Over the years, Barbie has sported all sorts of looks and been ready for a wide range of action-packed activities. Today Mattel Inc has taken her one step further, creating a new range to represent the amazing women responsible for vital work during the pandemic.
Six incredible women from around the world have been immortalised by Barbie in order to recognise and support amazing achievements in their response to COVID-19 – and to show young girls everywhere that anything is possible.
“Barbie recognises that all frontline workers have made tremendous sacrifices when confronting the pandemic and the challenges it heightened,” said Lisa McKnight, senior vice-president and global head of Barbie and dolls at Mattel. “To shine a light on their efforts, we are sharing their stories … to inspire the next generation to take after these heroes and give back.”

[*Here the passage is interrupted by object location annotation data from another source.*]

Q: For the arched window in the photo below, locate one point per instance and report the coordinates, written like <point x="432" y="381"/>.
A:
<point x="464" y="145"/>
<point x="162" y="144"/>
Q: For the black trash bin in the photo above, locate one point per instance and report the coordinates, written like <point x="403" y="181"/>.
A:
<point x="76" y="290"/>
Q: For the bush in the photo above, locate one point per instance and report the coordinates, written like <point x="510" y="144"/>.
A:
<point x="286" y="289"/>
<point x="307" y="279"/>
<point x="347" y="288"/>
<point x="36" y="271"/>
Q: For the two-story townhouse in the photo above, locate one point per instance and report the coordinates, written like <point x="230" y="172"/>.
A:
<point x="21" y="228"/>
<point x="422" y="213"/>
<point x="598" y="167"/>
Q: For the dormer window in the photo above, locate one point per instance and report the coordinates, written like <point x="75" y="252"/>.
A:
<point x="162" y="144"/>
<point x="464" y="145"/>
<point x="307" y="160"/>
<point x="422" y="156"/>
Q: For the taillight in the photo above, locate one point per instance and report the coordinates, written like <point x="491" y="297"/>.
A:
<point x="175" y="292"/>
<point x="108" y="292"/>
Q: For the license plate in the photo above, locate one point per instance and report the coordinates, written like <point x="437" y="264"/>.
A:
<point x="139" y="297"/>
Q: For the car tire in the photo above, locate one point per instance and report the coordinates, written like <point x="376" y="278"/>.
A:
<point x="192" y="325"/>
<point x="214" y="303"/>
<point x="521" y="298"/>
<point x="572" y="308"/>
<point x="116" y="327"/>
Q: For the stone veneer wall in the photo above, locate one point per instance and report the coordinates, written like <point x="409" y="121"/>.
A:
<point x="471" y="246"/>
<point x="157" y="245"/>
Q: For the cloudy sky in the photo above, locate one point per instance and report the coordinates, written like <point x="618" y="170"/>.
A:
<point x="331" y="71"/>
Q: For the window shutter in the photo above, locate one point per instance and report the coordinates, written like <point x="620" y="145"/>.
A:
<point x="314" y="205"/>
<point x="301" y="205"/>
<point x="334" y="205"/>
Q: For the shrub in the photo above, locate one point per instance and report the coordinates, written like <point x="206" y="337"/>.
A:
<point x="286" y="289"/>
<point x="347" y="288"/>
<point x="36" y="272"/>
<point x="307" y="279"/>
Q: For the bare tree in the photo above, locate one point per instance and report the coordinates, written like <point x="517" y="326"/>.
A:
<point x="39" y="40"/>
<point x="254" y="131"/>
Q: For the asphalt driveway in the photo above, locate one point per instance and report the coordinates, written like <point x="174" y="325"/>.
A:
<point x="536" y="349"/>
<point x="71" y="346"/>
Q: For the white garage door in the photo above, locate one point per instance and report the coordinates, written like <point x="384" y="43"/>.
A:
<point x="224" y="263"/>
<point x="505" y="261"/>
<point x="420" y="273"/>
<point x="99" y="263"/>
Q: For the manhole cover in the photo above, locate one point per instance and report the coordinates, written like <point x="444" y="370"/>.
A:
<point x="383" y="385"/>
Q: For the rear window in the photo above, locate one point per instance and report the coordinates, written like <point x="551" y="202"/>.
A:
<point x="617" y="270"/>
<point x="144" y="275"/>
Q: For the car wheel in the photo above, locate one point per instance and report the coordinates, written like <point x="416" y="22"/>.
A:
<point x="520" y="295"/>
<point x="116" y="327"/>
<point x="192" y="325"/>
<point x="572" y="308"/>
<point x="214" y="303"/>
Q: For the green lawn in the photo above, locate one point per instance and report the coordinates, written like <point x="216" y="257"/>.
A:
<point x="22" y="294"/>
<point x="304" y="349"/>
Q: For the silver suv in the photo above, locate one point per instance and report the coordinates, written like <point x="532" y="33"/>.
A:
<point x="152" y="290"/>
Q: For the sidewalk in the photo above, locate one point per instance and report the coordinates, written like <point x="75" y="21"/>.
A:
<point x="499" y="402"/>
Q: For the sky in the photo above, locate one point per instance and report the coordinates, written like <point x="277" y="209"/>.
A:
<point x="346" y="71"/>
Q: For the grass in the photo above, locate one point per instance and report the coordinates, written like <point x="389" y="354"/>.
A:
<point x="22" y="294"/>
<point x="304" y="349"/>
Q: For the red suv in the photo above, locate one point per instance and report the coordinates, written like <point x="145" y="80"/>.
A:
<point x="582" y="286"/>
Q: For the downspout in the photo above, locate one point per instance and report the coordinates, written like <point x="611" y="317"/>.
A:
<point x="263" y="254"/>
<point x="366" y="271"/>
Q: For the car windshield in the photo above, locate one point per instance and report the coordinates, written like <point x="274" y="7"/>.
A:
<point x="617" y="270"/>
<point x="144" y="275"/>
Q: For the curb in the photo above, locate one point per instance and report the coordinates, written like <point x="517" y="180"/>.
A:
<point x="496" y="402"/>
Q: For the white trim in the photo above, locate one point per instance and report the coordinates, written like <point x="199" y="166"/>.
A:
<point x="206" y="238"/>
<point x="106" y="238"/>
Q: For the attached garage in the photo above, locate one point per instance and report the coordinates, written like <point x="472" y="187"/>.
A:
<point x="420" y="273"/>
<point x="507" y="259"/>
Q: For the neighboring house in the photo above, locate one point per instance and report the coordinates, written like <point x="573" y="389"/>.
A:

British vaccinologost and co-developer of the Oxford/Astra Zeneca vaccine Professor Sarah Gilbert was recently made a dame – and now to top it off, she has received another honour with Barbie being made in her image. “It’s a very strange concept to have a Barbie doll created in my likeness,” she said in an interview for Mattel. “I hope it will be part of making it more normal for girls to think about careers in science.”
The Barbie looks just like Professor Gilbert with her long wavy auburn hair, her oversized black glasses and her blue navy pantsuit with white blouse.
Oxford/AstraZeneca vaccine co-developer Sarah Gilbert is honored with a Barbie doll. Gilbert’s Barbie shares the scientist’s long auburn hair, oversized black glasses and wears a navy blue pantsuit and white blouse https://t.co/fMICB5rcKr pic.twitter.com/2tgDNjahua— Reuters (@Reuters) August 5, 2021
Another incredible woman to be honoured by Barbie is Dr Kirby White, an Australian who co-created a line of surgical gowns that can be washed and re-used by front line workers during the pandemic. Dr White developed initiative Gowns for Doctors at the beginning of the COVID-19 pandemic in Australia, then then raised more $40,000 through lobbying and fundraising to create thousands of much-needed gowns for GPs.
The four other honorees are US health care worker Dr Audrey Sue Cruz, emergency room nurse Amy O’Sullivan, Canadian doctor and advocate against systemic racism in healthcare Chicka Stacy Oriuwa, and Brazilian biomedical researcher Dr Jaqueline Goes de Jesus.
Dr White has said that five dollars from every sale of an eligible nurse doctor or medical doll sold in Australia will go to support Gowns for Doctors. “This donation from Barbie will mean many more doctors across Australia will be able to receive a box of re-usable protective gowns and many parents and children will be able to seek care from their doctor,” Dr White told Channel 7. Meanwhile Professor Gilbert has chosen WISE (Women in Science & Engineering) to receive Barbie donations; this non-profit organisation is dedicated to inspiring girls to think about a career in STEM (science, technology, engineering and maths).
While these new Barbies will surely encourage young woman to pursue such careers, they will also hopefully draw attention to women who never saw any other option but to work tirelessly with extreme courage, passion and determination. “To be honest when I was a young girl, I never believed that I wouldn’t have a career in science,” commented Professor Gilbert.